Sergei TretIakov

Tret’Iakov, Sergei Mikhailovich

 

Born June 8 (20), 1892, in the city of Kuldīga, in what is now the Latvian SSR; died Aug. 9,1939. Soviet Russian writer.

Tret’iakov graduated from the faculty of law at Moscow University in 1915; he served in the Civil War of 1918–20. His first published works, which appeared in 1913, were futurist poems. As one of the theorists of LEF (Left Front of the Arts), Tret’iakov was an adherent of the literature of fact, which was reflected in his journalistic plays Are You Listening, Moscow?! and Gas Masks, both of which were staged in 1924 at the First Workers’ Theater of Proletkul’t by S. Eisenstein.
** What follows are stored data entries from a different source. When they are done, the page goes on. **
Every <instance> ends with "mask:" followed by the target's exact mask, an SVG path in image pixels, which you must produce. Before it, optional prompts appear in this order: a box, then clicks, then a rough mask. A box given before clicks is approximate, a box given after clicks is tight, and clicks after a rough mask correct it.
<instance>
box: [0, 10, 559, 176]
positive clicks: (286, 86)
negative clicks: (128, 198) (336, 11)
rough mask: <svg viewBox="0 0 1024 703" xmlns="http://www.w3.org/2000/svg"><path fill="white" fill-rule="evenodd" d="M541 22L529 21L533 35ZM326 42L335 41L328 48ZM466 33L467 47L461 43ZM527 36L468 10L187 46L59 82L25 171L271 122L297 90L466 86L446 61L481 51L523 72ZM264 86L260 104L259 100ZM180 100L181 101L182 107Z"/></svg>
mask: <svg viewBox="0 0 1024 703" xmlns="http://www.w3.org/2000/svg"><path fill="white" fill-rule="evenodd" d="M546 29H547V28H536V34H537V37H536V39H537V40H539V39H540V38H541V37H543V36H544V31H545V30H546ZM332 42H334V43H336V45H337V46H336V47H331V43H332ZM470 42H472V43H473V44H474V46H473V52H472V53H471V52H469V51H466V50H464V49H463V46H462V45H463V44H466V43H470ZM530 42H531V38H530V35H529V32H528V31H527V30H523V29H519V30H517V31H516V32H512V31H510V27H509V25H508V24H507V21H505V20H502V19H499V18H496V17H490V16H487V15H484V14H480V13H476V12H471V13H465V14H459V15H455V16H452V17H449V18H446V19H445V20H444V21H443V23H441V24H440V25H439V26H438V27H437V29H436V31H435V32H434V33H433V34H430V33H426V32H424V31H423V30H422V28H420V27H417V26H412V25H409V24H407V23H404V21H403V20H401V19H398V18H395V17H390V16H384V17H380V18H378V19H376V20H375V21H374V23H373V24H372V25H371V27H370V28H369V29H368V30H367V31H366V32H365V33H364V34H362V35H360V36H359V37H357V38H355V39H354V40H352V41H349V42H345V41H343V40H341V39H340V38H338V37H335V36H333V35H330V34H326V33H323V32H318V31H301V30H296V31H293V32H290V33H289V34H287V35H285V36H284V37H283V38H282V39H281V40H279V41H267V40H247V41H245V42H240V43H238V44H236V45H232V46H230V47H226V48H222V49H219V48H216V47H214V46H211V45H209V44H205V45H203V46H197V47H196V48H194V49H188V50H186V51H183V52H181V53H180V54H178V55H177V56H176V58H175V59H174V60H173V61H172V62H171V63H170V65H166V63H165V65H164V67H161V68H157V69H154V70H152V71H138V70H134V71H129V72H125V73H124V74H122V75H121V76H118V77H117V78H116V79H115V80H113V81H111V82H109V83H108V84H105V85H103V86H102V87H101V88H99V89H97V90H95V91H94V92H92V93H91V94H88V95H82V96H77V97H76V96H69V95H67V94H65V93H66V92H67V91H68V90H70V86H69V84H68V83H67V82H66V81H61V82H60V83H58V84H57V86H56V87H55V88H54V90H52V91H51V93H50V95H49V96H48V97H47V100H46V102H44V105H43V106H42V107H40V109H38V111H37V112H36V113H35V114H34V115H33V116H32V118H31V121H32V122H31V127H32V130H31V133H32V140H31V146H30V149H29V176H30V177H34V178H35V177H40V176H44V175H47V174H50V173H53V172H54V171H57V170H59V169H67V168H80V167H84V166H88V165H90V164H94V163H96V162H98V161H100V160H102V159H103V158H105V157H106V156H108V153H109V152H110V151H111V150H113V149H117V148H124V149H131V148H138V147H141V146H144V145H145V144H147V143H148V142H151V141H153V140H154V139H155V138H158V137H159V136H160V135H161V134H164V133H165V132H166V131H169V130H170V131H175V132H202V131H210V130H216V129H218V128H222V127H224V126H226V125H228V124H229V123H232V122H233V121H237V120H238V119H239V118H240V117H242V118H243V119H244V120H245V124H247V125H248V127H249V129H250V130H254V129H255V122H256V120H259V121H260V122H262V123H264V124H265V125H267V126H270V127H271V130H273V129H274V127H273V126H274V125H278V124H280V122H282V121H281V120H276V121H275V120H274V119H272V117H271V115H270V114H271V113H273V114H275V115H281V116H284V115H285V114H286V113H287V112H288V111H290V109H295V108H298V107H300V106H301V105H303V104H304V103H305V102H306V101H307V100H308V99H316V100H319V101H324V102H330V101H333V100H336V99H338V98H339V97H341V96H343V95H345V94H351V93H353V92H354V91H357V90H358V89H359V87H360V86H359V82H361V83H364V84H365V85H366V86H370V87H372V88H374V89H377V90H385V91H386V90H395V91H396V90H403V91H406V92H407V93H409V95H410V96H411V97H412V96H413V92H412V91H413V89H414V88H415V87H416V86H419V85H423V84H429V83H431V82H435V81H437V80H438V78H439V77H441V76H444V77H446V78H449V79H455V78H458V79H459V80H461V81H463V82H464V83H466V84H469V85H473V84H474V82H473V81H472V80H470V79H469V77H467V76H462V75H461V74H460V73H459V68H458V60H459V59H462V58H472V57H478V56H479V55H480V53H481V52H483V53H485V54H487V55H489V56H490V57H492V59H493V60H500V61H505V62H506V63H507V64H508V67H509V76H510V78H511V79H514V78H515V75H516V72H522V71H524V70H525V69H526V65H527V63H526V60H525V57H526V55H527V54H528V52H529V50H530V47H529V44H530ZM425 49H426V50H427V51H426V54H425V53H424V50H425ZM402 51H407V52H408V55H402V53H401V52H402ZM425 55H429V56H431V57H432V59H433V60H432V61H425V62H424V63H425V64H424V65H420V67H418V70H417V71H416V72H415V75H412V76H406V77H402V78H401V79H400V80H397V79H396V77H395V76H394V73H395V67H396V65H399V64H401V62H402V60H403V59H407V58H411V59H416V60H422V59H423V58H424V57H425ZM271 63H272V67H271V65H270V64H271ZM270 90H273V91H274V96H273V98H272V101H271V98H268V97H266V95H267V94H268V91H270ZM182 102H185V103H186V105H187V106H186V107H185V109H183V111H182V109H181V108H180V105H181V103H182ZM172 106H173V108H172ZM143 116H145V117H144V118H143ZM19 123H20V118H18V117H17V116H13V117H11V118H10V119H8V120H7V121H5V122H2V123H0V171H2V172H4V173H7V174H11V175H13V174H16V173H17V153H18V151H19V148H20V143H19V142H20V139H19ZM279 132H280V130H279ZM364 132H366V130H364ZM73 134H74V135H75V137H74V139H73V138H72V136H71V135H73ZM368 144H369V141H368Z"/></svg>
Other works written in this vein are the play Roar, China! (staged at the V. Meyerhold Theater, 1926) and the documentary novels Teng Shih-Hua (1930), The Challenge (1930), and The Country of A-E (1932). He published the poetry collections The Iron Pause (1919), Iasnysh (1922), and Altogether (1924). His propaganda poems clearly show the influence of V. V. Mayakovsky. Screen versions of Tret’iakov’s works include Eliso (1928), Salt for Svanetia (1930), and Out of the Way! (1931). Tret’iakov’s works have been translated into foreign languages.

WORKS

Liudi na rel’sakh. Moscow, 1933.
Den Shi-khua, Liudi odnogo kostra, Strana—perekrestok. [Introductory article by V. Pertsova.] Moscow, 1962.
Slyshish’, Moskva?!, Protivogazy, Rychi, Kitai! [plays, articles, memoirs]. Irkutsk, 1966.

REFERENCES

Az’muko, L. A. Zarubezhnyi ocherk S. M. Tret’iakova. Irkutsk, 1970.
Russkie sovetskiepisateli-prozaiki: Biobibliografich. ukazatel’, vol. 7, part 2. Moscow, 1972.